A 66-year-old male patient presents to the office with right knee pain. He was in the office two weeks prior for a follow-up visit of his primary osteoarthritis. He received an injection of hyaluronate sodium in his right knee four months before and states that his knee felt like new. He states that everything was fine until he decided to lay some tiles. He exacerbated the knee pain by getting up and down multiple times and kneeling for long periods of time. There is swelling in his right knee, and pain is sharp and piercing with a pain level of 8 out of 10.
Drug allergy: No known drug allergies
- Silodosin 8 mg capsule, once daily;
- Verapamil hydrochloride 120 mg tablet, once daily;
- Folic acid 400 mcg tablet, oral;
- Vitamin B-12 250 mcg tablet, oral; and
- Glucosamine 1,500 complex, oral.
Past medical, family, social histories have not changed since last taken on Jan. 4, 2016.

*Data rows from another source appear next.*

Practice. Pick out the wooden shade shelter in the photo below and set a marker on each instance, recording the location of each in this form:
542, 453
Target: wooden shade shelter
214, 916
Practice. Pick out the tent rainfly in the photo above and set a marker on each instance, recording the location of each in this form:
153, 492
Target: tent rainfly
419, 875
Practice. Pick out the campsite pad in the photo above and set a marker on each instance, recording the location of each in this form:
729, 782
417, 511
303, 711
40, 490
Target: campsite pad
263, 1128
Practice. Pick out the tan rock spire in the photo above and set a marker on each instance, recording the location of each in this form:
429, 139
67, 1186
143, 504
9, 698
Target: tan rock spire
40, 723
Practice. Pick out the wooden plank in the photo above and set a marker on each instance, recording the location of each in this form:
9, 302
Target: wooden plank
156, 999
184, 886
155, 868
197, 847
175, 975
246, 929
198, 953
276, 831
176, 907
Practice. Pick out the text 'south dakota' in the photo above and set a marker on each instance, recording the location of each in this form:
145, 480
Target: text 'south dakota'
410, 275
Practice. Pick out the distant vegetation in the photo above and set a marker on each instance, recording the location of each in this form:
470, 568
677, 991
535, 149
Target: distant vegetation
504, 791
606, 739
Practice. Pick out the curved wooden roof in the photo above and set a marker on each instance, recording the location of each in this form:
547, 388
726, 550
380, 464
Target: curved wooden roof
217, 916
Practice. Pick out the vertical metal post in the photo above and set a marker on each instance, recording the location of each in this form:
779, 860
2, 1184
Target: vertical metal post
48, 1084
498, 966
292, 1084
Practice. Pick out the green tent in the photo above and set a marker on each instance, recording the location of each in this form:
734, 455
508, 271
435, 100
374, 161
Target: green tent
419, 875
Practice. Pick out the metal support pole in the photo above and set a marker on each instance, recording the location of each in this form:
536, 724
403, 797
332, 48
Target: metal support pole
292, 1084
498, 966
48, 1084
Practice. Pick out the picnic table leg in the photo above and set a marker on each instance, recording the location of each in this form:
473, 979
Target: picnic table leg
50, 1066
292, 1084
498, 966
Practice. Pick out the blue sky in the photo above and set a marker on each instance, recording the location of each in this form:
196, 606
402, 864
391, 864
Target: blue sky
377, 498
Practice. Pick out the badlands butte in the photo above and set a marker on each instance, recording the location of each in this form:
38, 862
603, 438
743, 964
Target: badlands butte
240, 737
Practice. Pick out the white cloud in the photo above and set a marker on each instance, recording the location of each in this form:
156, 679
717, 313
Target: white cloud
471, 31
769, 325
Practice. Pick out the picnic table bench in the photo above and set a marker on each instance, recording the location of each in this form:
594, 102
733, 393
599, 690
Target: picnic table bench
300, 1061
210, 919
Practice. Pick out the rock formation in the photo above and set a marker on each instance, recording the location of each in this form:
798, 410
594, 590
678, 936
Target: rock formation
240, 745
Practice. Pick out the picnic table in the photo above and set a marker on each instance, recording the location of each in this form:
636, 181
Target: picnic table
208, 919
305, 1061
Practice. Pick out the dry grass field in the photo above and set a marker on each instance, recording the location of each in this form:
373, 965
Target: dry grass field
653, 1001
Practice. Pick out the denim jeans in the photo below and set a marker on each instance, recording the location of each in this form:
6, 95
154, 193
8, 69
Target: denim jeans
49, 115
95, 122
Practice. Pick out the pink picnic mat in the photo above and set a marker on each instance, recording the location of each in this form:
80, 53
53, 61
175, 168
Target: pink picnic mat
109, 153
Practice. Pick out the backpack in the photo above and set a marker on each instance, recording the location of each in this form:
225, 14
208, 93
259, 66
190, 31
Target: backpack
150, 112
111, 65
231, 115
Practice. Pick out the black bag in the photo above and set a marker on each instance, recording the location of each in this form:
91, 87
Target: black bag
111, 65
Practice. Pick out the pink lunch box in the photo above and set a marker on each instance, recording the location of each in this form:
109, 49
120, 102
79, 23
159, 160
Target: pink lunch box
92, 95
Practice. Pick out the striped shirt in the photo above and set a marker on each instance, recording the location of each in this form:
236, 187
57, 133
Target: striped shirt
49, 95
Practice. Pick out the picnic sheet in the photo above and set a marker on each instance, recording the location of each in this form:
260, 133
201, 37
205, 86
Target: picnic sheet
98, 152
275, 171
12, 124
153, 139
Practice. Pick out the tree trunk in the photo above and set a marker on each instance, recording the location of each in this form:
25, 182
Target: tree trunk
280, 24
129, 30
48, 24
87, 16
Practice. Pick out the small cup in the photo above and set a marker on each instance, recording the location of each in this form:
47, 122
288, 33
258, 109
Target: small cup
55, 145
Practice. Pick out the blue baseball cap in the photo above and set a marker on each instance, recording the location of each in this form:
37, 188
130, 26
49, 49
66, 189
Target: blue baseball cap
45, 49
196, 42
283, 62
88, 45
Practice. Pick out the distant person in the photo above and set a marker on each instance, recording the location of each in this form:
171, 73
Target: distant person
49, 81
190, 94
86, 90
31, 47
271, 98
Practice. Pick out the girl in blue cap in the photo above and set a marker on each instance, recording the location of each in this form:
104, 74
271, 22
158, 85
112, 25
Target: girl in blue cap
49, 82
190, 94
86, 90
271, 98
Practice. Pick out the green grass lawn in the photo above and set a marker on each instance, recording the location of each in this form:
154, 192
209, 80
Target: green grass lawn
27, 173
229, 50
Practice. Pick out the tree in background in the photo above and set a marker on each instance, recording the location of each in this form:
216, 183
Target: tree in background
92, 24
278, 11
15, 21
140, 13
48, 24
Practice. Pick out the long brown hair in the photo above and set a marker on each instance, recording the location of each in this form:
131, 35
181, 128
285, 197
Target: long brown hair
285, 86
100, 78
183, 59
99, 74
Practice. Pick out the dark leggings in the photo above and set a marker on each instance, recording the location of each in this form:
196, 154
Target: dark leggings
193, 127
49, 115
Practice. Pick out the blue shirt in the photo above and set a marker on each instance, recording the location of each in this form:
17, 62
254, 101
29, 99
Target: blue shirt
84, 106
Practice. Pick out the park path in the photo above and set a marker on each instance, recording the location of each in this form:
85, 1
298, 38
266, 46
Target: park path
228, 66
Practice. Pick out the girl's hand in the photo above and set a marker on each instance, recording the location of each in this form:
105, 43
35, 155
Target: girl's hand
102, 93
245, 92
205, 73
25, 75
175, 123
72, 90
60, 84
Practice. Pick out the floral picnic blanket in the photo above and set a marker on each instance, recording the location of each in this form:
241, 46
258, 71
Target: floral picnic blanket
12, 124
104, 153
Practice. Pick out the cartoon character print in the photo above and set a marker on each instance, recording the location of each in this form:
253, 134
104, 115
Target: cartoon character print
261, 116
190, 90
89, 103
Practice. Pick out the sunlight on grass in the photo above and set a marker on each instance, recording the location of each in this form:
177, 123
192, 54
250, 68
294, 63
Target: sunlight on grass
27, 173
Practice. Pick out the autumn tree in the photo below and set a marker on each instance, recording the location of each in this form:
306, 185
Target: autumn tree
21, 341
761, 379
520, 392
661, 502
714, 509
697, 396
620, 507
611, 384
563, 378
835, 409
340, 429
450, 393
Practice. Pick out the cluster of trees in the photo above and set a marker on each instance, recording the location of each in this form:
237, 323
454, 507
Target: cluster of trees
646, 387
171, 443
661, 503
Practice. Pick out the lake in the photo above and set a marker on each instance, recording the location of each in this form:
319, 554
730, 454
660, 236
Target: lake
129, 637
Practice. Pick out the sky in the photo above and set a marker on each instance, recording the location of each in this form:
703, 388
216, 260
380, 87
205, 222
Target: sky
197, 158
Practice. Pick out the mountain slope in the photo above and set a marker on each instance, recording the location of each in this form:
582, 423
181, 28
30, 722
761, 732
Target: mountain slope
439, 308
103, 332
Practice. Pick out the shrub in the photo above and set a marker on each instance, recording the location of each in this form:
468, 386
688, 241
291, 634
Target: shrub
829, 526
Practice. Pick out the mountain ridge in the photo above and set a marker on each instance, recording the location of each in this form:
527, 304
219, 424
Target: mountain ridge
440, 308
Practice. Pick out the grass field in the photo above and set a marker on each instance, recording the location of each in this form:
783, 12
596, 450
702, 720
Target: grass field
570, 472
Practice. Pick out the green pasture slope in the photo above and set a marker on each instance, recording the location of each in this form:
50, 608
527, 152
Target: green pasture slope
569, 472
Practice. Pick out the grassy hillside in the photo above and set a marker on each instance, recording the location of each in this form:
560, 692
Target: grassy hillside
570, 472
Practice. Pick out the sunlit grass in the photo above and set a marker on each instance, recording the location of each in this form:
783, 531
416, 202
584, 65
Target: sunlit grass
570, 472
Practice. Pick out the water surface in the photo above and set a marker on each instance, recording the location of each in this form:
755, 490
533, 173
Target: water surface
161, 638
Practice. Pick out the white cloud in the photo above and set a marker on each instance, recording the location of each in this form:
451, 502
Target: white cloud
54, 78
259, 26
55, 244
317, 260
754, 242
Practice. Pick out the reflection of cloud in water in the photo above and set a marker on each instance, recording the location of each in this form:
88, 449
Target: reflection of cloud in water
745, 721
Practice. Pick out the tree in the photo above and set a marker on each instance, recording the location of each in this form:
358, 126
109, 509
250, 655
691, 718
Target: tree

Vital signs: His weight is 280 lbs., height 5’ 8”, blood pressure is 130/88, and his BMI is 44.
The patient is in a friendly and pleasant mood. His knee shows bony hypertrophy, moderate effusion and warmth. He has pain with range of motion and tender palpation.
The patient was prepped for injection, and the risks were discussed. Using sterile technique, with a 22-gauge needle, 2 cc of lidocaine and 80 mg of methylprednisolone acetate were used for the injection; 47 cc of clear amber fluid was aspirated from the right knee. The injection was performed via ultrasound guidance because the patient is obese. Synovial fluid analysis with polarized microscopy did not reveal birefringent crystals:
- Inject depo 80 mg;
- Inject lidocaine HCL 2 cc; and
- Synovial fluid crystal analysis.
A return visit is scheduled for six weeks.